Detecting a rate limit

async function fdRequest<T>(path: string, init?: RequestInit): Promise<T> {
  const resp = await fetch(`${BASE}${path}`, init);
  if (resp.status === 429) {
    const retryAfter = Number(resp.headers.get("Retry-After")) || 5;
    throw Object.assign(new Error("rate_limited"), { status: 429, retryAfter });
  }
  if (!resp.ok) throw new Error(`${resp.status}`);
  return resp.json();
}
If Retry-After is missing (it often is), default to 5–10 seconds.
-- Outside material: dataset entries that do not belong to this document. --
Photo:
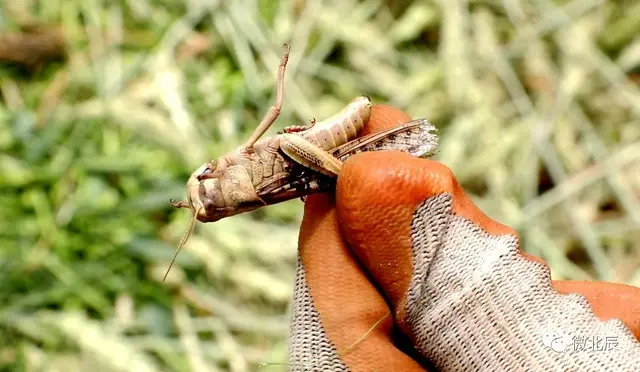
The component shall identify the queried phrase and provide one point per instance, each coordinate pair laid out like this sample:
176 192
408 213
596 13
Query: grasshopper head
198 202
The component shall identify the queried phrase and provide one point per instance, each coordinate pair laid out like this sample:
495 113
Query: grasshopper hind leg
274 111
309 155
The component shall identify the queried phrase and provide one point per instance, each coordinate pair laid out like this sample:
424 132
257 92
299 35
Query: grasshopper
300 161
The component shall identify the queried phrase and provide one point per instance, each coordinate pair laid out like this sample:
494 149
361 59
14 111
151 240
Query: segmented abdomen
343 127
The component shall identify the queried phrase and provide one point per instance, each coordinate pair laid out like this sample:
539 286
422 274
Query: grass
537 104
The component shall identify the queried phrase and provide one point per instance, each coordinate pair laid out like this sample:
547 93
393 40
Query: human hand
400 238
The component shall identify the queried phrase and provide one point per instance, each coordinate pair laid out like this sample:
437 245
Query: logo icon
556 340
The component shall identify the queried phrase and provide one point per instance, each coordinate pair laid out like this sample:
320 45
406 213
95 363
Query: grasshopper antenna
185 237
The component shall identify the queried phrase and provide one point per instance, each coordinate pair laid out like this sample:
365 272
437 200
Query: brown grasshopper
301 161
Exponential backoff with jitter

async function withBackoff<T>(
  fn: () => Promise<T>,
  { attempts = 5, baseMs = 500, maxMs = 30_000 } = {},
): Promise<T> {
  for (let i = 0; i < attempts; i++) {
    try {
      return await fn();
    } catch (e: any) {
      if (e.status !== 429 && (e.status < 500 || e.status >= 600)) throw e;
      if (i === attempts - 1) throw e;

      const expo = Math.min(baseMs * 2 ** i, maxMs);
      const jitter = Math.random() * expo * 0.3;
      const delay = (e.retryAfter ? e.retryAfter * 1000 : expo) + jitter;
      await sleep(delay);
    }
  }
  throw new Error("unreachable");
}
The jitter matters when multiple clients (or multiple tabs) all hit the limit simultaneously — without it they retry in lockstep and trip the limiter again.

Client-side rate limiting

For workloads that walk many resources (e.g. “for each event, fetch the benchmark”), throttle yourself rather than rely on retry. Use a simple semaphore:
class Semaphore {
  private queue: Array<() => void> = [];
  constructor(private permits: number) {}

  async acquire() {
    if (this.permits > 0) { this.permits--; return; }
    await new Promise<void>(r => this.queue.push(r));
  }
  release() {
    this.permits++;
    const next = this.queue.shift();
    if (next) { this.permits--; next(); }
  }
}

const sem = new Semaphore(8);   // 8 concurrent calls

async function withConcurrency<T>(fn: () => Promise<T>): Promise<T> {
  await sem.acquire();
  try     { return await fn(); }
  finally { sem.release(); }
}

// usage
await Promise.all(events.map(e => withConcurrency(() => fetchBenchmark(e.id))));
8 concurrent calls is a reasonable default. Drop to 4 if you see 429s.

What gets rate-limited

Endpoint familyNotes
/auth/*The tightest budget. Don’t sign in on every request — cache the session.
Bulk reads (/events/, /campaigns/, …)Pagination is fine. Don’t ask for limit=10000.
Writes (/setup_processes/*, /campaigns_setup, …)Debounce autosaves (the reference webapp uses 1s debounce + AbortController).
Status pollsStay at 5s+ intervals.

Common mistakes

Tight loops hit the limiter and don’t make the task complete any faster. Use 2s with backoff.
A burst of failed requests creates a burst of refresh attempts. Use single-flight refresh (see Token refresh).
for (const e of events) await fetchDetail(e.id) looks innocent but sustained at 100ms-per-request hits the limit in 6 seconds. Use the semaphore pattern above.
POST /campaigns/, POST /setup_processes/{eid} are not idempotent. Retrying after a 429 is fine — but make sure the previous call really didn’t succeed (check status) before re-issuing the same write.